Los Obreros Son Pocos
Maria Hernández

Mateo 9:35-38 (NVI)
Jesús recorría todos los pueblos y aldeas enseñando en las sinagogas, anunciando las buenas noticias del reino, y sanando toda enfermedad y toda dolencia. Al ver a las multitudes, tuvo compasión de ellas, porque estaban agobiadas y desamparadas, como ovejas sin pastor. «La cosecha es abundante, pero son pocos los obreros —dijo a sus discípulos—. Por tanto, pidan al Señor de la cosecha que envíe obreros a su campo».
Mateo 20:8 (NVI)
Al atardecer, el dueño del viñedo ordenó a su capataz: “Llama a los obreros y págales su salario, comenzando por los últimos contratados hasta llegar a los primeros”.
1 Reyes 19:19-21 (NVI)
Elías salió de allí y encontró a Eliseo, hijo de Safat, que estaba arando.

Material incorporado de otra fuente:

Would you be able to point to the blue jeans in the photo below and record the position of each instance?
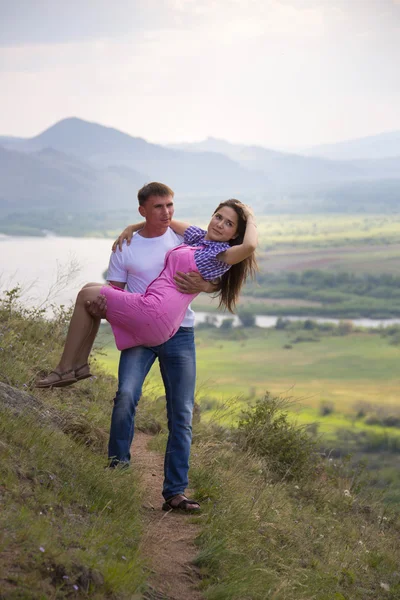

Había doce yuntas de bueyes en fila y él mismo conducía la última. Elías pasó junto a Eliseo y arrojó su manto sobre él. Entonces Eliseo dejó sus bueyes y corrió tras Elías.
—Permítame despedirme de mi padre y de mi madre con un beso —dijo él—, y luego lo seguiré.
—Anda, ve —respondió Elías—. Yo no te lo voy a impedir.
Eliseo lo dejó y regresó. Tomó su yunta de bueyes y los sacrificó. Quemó la madera de la yunta, asó la carne, se la dio al pueblo y ellos comieron. Luego partió para seguir a Elías y se puso a su servicio.